Gitta Sereny interviewed Dieter Allers, a lawyer, who in December1940, was appointed chief
administrative officer of T4. He confided that his superiors had specifically stated that the
programme was expected to be completed by late July 1941.
This infers that the protests had negligible effect, as the programme had effectively met its
targets. They had killed all those who they intended to kill.
Hitler's intentions
Dr Karl Brandt, Reichskommissar for Health and Hitler's personal doctor (condemned to death in
August, 1947), later testified at Nuremberg that in 1935, Hitler told the then Minister of Health,
Gerhard Wagner, that if war came, he would resolve this question, because it would be easier to
do in wartime when the Church would not be able to put up the expected resistance.
The Euthanasia continues

The T4 programme officially closed down. But euthanasia continued from November 1941 to
1945, under the code name "14 f 13", which was the title of the forms used to establish
"eligibility". The victims were concentration camp prisoners, politicals, "habitual" criminals and
Jews, who were all classified as incurably insane and gassed.
The centres that remained open for "14 f 13", were Bernburg and Hartheim.
Nuremburg

57 percent of Nazis who faced trials for crimes against people with mental disabilities were
acquitted, compared with just 24 percent of those accused of crimes against Jews.
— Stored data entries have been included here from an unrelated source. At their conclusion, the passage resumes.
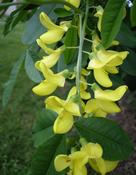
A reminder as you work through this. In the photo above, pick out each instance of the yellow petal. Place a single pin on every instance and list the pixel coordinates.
(49, 61)
(52, 36)
(73, 2)
(44, 88)
(72, 108)
(93, 150)
(91, 106)
(112, 70)
(46, 21)
(112, 107)
(63, 123)
(44, 47)
(54, 103)
(61, 162)
(111, 95)
(102, 77)
(99, 14)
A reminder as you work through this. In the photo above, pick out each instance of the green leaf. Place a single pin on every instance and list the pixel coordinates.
(31, 71)
(33, 28)
(15, 17)
(43, 158)
(61, 12)
(43, 130)
(115, 142)
(129, 65)
(111, 21)
(71, 40)
(9, 85)
(133, 14)
(126, 36)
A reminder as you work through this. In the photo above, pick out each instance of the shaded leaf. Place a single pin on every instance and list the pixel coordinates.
(111, 21)
(115, 142)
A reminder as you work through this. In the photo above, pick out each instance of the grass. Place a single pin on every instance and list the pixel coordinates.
(17, 118)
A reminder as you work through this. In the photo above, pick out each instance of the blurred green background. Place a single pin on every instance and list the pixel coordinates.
(15, 119)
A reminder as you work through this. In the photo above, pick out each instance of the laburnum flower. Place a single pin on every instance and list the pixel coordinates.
(51, 59)
(51, 82)
(54, 32)
(75, 3)
(76, 161)
(103, 166)
(104, 98)
(66, 109)
(103, 62)
(99, 15)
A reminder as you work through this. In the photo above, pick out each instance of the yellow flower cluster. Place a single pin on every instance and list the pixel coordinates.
(102, 62)
(89, 153)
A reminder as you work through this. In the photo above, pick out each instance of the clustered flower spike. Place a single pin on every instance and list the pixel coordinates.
(102, 63)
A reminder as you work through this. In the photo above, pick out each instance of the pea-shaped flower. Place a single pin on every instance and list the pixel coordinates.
(76, 161)
(51, 82)
(103, 166)
(66, 109)
(75, 3)
(54, 32)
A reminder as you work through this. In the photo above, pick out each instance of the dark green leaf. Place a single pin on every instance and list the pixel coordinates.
(129, 65)
(126, 36)
(133, 14)
(111, 21)
(115, 142)
(61, 12)
(43, 159)
(12, 80)
(31, 71)
(34, 28)
(71, 40)
(43, 130)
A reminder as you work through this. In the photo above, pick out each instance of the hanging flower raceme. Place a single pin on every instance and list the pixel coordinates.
(55, 32)
(103, 62)
(76, 161)
(51, 82)
(75, 3)
(65, 109)
(104, 102)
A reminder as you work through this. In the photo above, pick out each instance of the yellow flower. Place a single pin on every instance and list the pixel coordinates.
(75, 161)
(75, 3)
(66, 109)
(51, 59)
(55, 32)
(103, 166)
(111, 95)
(99, 15)
(50, 84)
(99, 107)
(103, 62)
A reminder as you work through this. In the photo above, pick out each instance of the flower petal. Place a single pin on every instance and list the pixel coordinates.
(54, 103)
(93, 150)
(102, 77)
(44, 88)
(111, 95)
(61, 162)
(63, 123)
(52, 36)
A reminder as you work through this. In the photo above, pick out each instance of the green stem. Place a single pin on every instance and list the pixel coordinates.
(79, 60)
(41, 2)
Of those found
guilty, less than two percent received life sentences, compared with 11 percent for killing Jews.

The mentally handicapped were seen as a burden on society and so judges, and especially lay
judges, did not consider their murders to be as great a crime. None of those who were given life
sentences for murdering people with mental disabilities were actually made to serve their time.